Deconstructing AI Agents: A Practical Guide for Understanding it

As software engineers, we design systems, build services, and manage complexity in software projects. Now, a new architectural component is entering the scene: the AI Agent. I know… Perhaps you’re tired of reading or listening about it due to the LinkedIn AI Specialists boom in the last year, but I promise that in this article, I just want to share something cool and I’m not here to sell you anything.

Introduction

AI Agents are more than just another API or microservice connected to our architecture; they’re an autonomous, and this changes things (I think). Suppose this is not another technology immersed in the hyper cycle that will be destroyed by poor managerial decisions and the high leadership of big companies. In that case, I believe that it will be really important in the future software we’ll be working on.

This article deconstructs the AI Agent, moving beyond the hype to detail its core anatomy, its practical execution flow, and the architecture required to run it in a real-world environment.

What is an AI Agent?

An AI Agent in the end of the day is a software. But, instead of being a static program doing something, it can autonomously perform tasks to achieve a specific goal. It uses reasoning, memory, and tools to interact with the environment, making decisions based on its understanding of the world and the task at hand. Unlike traditional software, which follows predefined rules, an AI Agent can adapt its behavior based on new information and changing conditions.

For me, the part of “an AI Agent can adapt its behavior based on new information and changing conditions” is the most important and excited part of it. This is the key difference between an AI Agent and a traditional software component.

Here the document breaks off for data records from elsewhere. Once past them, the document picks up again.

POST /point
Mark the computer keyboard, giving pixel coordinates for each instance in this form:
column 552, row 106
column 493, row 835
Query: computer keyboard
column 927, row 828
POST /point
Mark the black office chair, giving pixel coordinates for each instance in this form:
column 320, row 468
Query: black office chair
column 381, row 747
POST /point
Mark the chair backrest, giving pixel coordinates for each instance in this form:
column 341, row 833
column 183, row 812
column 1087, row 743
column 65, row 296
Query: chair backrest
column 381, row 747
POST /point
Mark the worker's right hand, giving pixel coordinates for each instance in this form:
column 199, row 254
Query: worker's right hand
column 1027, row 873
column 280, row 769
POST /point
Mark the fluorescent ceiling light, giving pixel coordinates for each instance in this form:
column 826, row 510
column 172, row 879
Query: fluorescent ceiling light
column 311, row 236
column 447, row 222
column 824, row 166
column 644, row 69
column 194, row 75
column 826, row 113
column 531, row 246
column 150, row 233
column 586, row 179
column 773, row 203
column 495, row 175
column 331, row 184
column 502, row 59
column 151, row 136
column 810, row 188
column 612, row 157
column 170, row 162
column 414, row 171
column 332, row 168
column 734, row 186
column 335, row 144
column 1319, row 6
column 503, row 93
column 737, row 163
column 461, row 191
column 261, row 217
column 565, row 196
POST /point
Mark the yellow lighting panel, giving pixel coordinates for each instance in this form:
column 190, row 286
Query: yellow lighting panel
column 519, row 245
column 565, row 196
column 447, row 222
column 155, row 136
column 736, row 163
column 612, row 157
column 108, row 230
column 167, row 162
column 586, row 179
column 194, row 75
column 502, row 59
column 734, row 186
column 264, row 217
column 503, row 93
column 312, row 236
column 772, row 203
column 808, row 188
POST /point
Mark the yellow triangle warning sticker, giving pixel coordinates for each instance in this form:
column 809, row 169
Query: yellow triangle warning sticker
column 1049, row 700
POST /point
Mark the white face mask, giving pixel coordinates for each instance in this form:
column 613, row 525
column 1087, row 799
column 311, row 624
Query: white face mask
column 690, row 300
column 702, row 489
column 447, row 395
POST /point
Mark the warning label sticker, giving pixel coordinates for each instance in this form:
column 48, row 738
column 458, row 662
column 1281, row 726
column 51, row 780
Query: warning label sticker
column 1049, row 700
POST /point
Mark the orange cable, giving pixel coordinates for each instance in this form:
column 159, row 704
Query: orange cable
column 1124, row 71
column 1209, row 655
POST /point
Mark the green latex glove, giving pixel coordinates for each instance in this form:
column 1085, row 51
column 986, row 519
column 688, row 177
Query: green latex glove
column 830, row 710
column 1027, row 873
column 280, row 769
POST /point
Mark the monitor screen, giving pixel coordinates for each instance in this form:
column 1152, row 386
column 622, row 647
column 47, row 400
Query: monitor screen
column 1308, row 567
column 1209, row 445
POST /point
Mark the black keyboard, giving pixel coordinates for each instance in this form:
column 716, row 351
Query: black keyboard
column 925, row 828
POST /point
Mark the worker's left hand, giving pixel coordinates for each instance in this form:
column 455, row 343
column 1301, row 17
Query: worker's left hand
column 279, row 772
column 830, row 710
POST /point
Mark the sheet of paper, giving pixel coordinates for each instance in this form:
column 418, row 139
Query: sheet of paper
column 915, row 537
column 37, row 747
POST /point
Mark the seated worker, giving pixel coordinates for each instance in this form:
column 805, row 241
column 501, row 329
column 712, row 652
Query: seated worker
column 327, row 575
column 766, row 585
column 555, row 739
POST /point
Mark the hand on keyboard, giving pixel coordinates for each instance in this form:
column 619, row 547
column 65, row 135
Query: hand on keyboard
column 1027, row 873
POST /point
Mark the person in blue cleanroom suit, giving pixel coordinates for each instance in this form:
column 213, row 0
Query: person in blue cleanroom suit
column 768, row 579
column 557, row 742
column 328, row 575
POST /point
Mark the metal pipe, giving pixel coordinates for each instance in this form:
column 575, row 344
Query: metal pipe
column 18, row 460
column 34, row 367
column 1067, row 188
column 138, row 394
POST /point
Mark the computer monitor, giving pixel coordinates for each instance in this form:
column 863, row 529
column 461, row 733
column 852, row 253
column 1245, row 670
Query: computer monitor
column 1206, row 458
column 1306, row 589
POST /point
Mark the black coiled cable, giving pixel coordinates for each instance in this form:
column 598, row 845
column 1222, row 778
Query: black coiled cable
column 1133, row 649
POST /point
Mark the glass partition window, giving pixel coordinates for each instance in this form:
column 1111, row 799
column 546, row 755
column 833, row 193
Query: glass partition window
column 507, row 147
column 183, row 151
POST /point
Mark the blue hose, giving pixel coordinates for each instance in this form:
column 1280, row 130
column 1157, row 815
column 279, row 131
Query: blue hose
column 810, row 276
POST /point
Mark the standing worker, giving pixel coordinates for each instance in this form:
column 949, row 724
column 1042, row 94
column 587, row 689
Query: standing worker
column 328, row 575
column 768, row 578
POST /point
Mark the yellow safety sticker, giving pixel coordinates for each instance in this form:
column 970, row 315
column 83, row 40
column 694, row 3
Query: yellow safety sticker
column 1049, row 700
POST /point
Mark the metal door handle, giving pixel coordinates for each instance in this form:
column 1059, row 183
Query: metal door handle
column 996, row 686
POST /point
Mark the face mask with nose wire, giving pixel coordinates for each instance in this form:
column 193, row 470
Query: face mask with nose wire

It can learn from its experiences, adjust its strategies, and improve its performance over time.

I’m not talking about magic. The AI Agents are developed by us and it can take a lot of bad decisions, but the point is that it can chose the way that it’ll run instead of only following pre-determined instructions.

Let’s explore the anatomy of an AI Agent and how it works in practice to understand it better.

The Anatomy of an AI Agent

At its core, an AI Agent is a system designed to achieve a goal autonomously. While implementations vary, most agents are built around a loop that can be simplified as Perceive -> Plan -> Act. This loop is powered by four key components:

1. Reasoning Engine: This is the agent’s “brain.” It’s almost always a Large Language Model (LLM) like GPT-4o or Google’s Gemini. Its job is not just to generate text, but to plan. Given a goal, its memory, and a set of available tools, it decides what to do next.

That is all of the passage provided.